Sobre Imagens que Revelam

Por João Carlos Sampaio

Causou desconcertante reação a fala do cineasta alemão Werner Herzog quando afirmou que o mundo estava sobrecarregado de imagens, que elas impediam o encontro com a própria essência de realidade, que bloqueavam o sentir das coisas e gentes. Com isso, ele atirou contra toda a mediática função das imagens que, de repente, acaba não sendo quem cria pontes entre o real (ou reais se preferirem) e os seus intérpretes, mas ao revés, aquilo que afasta, que impede de se chegar aonde todo o olhar e desejo se destinam...

Peneirando raciocínios, pode-se também concluir que, sobrando verdade no congestionamento de ruídos visuais citado pelo alemão, sobra também aos homens (e mulheres) de imagem a missão de também "despoluir", oferecendo ao mundo novas imagens, que por si só não sejam apenas enigmas, mas quem sabe... respostas! Neste campo, o das revelações, talvez nenhuma arte de imagem seja tão eficiente quanto a fotografia, que com sua capacidade de eternizar o instante, consegue, por vezes, definir uma imagem pura. Quem sabe até: coisas e sentimentos ou, simplesmente, a verdade dos retratos!

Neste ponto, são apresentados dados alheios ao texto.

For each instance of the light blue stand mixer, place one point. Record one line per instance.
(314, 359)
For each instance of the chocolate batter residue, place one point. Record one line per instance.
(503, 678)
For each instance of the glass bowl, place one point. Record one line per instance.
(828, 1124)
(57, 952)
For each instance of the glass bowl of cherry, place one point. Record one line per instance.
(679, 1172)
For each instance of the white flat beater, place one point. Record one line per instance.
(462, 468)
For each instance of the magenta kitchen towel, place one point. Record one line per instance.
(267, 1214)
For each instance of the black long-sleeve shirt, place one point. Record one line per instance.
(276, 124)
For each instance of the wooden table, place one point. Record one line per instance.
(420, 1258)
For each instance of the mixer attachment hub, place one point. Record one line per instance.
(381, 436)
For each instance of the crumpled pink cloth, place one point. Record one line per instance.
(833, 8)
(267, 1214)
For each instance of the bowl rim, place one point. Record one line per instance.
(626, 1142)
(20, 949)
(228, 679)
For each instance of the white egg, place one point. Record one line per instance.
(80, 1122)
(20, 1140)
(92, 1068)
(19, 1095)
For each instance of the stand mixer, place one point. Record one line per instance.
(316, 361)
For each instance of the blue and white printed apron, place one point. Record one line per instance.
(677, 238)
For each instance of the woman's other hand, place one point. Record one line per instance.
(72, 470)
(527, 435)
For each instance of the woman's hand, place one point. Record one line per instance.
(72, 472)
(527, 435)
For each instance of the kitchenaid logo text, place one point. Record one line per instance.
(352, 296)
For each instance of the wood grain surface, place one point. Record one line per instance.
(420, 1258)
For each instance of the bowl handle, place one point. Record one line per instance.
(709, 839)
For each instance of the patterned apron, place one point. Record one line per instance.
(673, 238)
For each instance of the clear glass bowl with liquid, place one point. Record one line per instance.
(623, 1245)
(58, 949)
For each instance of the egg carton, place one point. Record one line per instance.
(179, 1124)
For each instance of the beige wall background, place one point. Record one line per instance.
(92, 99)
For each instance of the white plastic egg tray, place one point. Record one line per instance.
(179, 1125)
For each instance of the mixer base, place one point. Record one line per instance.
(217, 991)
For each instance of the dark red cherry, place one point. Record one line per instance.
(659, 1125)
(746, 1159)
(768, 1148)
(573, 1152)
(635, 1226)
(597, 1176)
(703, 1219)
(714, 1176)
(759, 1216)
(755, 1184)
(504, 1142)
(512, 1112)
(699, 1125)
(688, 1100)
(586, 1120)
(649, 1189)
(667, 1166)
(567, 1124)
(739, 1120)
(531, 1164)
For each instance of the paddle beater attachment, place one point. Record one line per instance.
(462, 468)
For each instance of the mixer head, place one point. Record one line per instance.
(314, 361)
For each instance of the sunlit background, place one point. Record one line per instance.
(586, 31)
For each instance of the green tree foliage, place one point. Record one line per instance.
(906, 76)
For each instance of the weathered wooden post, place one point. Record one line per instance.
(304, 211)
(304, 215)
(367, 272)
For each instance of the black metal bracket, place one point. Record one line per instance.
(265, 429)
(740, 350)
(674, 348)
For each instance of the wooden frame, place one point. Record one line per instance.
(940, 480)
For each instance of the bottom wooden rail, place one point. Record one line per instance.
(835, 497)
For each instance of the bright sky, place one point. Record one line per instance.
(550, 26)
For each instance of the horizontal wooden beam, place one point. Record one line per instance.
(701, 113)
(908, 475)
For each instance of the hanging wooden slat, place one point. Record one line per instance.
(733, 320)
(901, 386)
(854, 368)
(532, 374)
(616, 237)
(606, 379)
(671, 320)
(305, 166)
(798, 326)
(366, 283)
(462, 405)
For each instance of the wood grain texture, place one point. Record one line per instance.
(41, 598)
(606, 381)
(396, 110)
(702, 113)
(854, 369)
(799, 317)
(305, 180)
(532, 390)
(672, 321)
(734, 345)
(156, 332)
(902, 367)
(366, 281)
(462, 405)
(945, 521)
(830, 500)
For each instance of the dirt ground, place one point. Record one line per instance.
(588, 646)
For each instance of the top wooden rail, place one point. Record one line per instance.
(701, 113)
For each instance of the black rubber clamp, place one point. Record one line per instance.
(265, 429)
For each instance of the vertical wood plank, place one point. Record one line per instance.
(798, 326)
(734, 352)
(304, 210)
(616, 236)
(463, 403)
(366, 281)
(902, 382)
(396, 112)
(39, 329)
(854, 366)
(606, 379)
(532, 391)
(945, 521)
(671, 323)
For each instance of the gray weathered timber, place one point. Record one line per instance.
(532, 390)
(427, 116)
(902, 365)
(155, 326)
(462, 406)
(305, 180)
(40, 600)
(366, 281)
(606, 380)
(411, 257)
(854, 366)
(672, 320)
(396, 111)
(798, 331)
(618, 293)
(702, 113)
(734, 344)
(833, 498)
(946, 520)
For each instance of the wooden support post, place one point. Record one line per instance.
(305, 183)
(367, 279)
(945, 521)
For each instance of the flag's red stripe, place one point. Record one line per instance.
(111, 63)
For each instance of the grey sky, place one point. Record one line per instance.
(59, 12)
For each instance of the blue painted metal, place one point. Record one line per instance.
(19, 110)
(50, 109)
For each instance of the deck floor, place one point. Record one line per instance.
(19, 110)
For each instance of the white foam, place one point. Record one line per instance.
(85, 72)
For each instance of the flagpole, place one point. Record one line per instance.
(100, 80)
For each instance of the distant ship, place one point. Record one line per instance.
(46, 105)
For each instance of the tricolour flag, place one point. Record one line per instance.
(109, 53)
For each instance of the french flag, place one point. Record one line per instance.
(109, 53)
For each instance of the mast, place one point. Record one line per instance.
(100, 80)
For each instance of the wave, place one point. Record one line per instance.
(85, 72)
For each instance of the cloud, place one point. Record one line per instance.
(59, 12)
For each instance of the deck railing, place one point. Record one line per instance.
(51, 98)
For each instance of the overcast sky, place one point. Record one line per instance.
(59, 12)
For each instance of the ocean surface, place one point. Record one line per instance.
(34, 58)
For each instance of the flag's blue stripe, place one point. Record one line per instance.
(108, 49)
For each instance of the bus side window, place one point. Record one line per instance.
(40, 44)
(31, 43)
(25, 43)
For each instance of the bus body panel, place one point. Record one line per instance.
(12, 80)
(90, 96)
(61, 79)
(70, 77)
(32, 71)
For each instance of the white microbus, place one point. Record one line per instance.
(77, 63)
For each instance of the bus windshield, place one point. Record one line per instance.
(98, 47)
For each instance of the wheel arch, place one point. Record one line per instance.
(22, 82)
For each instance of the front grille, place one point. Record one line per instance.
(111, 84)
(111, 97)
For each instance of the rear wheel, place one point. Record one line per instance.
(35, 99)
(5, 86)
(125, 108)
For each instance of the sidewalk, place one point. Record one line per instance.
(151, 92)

No caso da fotografia de palco é imperativa esta necessidade de fazer retratos, e fazê-los com fidelidade mais aguçada do que a própria realidade possa transmitir. Neste exercício busca-se mostrar aos homens —imortais ou não— a imagem mortal de um mito ou quem quer que tenha sido alçado à condição dionisíaca de pisar num palco e ficar à berlinda e à delícia dos desejos de centenas... milhares de olhares. As fotos de palco de Liz Nunes quebram este encanto, descortinam mitos e mostram... gente! Suas lentes efetivamente "despoluem" e retratam, no sentido mais nobre do termo. Que bom antídoto para outras imagens e mídias e seus jogos de esconder! Cabe-nos apenas ver e sentir o sabor tão raro dos seus instantâneos e quem sabe constatar que Herzog tinha razão... ou não!